Thus, the number one change we should make is to truly universalize Social Security by adding to the program the small number of workers (currently mostly employees of state and local governments, unless I'm mistaken) who aren't currently covered. This helps the program's finances and it helps them more the faster it's done. There's no reason for Republicans to object to the change except for the minor fact that they actually want Social Security to go bankrupt, since it provides an excuse for eliminating the program. The next thing is to improve our immigration policy. The president has been hazy on the details here, but he says he wants a program that will increase the number of immigrants who are working in this country legally. The reasons to do something along these lines are legion, and the benefits to Social Security are among them. The current SSA projections are based on the absurd notion that there will be an absolute decline in the number of immigrants to the USA. A better policy would both avoid that consequence and increase the number of immigrants who are actually paying taxes (because they're legal), both of which would improve the financial situation.
For now, I think those two fixes would suffice. They would push the Trust Fund depletion date to over fifty years in the future. That's plenty of time to work on pro-growth reforms to the tax code and the health care system that could ensure Social Security never goes bankrupt. But since the media dogmatically demands "painful" changes be made in the form of tax hikes and benefit cuts, I'll come out in favor of some tax hikes and benefit cuts.
The first piece of "pain" would be uncapping the payroll tax. Since I don't really believe in pain, I would ideally combine with with a small lowering in the FICA rate (such that it would still be revenue-positive) but doomsaying masochists can leave the rate the same if they prefer.
Now for benefit cuts. The most popular solution is raising the retirement age beyond the already scheduled lift to 67. I think this is a mistake. Life expectancy at 65 isn't actually rising all that quickly, and some workers really do need to retire in their sixties. Higher retirement ages are a kind of regressive in a sense that's pretty morally depraved -- altering a retirement program to make it less useful to the people most in need of a retirement program. There is, I think, a better way. Social Security provides an option to retire "early" at a reduce benefit rate.

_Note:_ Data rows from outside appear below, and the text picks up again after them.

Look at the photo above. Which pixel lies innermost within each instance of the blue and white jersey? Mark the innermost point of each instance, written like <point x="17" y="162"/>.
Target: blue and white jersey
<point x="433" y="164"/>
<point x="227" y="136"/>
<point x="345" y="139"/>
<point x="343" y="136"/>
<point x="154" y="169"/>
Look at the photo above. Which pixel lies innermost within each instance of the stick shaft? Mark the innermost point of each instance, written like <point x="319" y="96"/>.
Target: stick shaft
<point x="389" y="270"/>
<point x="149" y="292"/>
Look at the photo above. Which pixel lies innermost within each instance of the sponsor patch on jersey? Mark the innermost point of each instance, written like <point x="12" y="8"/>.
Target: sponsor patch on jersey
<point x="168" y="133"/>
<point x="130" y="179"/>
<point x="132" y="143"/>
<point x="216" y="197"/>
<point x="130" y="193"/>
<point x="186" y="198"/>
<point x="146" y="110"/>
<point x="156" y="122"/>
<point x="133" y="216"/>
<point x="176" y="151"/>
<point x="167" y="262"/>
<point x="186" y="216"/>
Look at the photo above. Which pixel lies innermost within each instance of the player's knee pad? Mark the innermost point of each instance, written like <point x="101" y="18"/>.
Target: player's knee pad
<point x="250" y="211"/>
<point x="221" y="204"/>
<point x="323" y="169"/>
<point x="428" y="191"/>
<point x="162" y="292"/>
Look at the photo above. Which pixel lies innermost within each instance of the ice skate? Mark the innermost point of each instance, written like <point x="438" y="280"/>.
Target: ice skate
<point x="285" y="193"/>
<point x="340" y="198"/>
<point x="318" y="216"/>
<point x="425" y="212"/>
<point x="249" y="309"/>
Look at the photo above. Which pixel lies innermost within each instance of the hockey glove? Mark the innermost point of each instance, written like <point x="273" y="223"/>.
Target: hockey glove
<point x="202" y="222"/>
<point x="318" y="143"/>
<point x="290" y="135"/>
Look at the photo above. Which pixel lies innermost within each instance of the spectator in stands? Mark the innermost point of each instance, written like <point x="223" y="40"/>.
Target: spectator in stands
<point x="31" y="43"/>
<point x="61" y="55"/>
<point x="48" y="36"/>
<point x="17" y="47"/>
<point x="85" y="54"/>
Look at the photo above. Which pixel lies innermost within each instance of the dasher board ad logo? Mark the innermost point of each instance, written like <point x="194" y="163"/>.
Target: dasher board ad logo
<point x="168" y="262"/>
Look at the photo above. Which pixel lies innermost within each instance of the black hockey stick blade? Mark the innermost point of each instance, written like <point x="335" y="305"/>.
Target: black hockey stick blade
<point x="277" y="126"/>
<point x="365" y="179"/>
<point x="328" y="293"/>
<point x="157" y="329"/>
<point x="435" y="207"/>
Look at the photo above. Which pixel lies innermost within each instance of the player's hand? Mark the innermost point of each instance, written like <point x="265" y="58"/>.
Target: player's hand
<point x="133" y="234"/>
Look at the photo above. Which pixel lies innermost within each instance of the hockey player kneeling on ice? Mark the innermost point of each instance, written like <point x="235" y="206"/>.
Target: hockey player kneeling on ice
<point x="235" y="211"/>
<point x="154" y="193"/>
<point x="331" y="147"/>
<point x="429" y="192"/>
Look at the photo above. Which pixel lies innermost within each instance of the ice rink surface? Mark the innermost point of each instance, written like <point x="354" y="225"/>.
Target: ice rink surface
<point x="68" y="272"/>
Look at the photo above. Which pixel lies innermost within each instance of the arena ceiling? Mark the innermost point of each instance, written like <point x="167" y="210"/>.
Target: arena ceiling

This is useful because, as I say, human needs with regard to their social insurance vary according to life history and occupation. But we have a bit of a problem. Over time, the proportion of people retiring early has been steadily rising, and it's now at 70 percent. That indicates that something's gone wrong with the formula. The reduction in benefits is supposed to be actuarially fair (i.e., you get the same aggregate sum over the course of a lifetime, just spread out longer) but it appears based on the extaordinarily lage number of people retiring "early (in light of the fact that most people retire early, we should say that the others are retiring "late) that it is not.
A commission relatively isolated from political pressures should be established and empowered to revise the early retirement cut formula downward so as to make it actuarially fairer and preserve this fairness in light of whatever demographic trends may occur. Further, this commission should be empowered to eliminate the concept of a "normal" retirement age. They ought to devise an actuarially fair formula by which workers may delay the date at which they begin drawing benefits as far back as they choose. These two changes will both reduce the growth in expenditures, and improve the worker-retiree ratio by eliminating disincentives for people inclined to keep working longer to do so.
Last but by no means least, we should take a good hard look at the issue of age discrimination in the workforce. As we move to a society with an increasingly-large proportion of old people in it, it's important that senior citizens (and younger people in their 50s who are often victims of age discrimination) be empowered to contribute to society commensurately with their abilities. This, too, will improve the worker-retiree ratio and, therefore, Social Security's finances.
Private investment accounts are another matter. Helping more people own equities is a reasonable goal. Boosting the savings rate is also a worthwhile goal, but probably better tackled on the debt-side by reforming the credit card industry and predatory lending. These are things we should look at along with tax reform and health care reform, ideally after my "pain free" reforms and before we start looking at the "painful" ones. Their relationship to Social Security, however, is tangential at best, and better savings policy is not a replacement for better social insurance policy.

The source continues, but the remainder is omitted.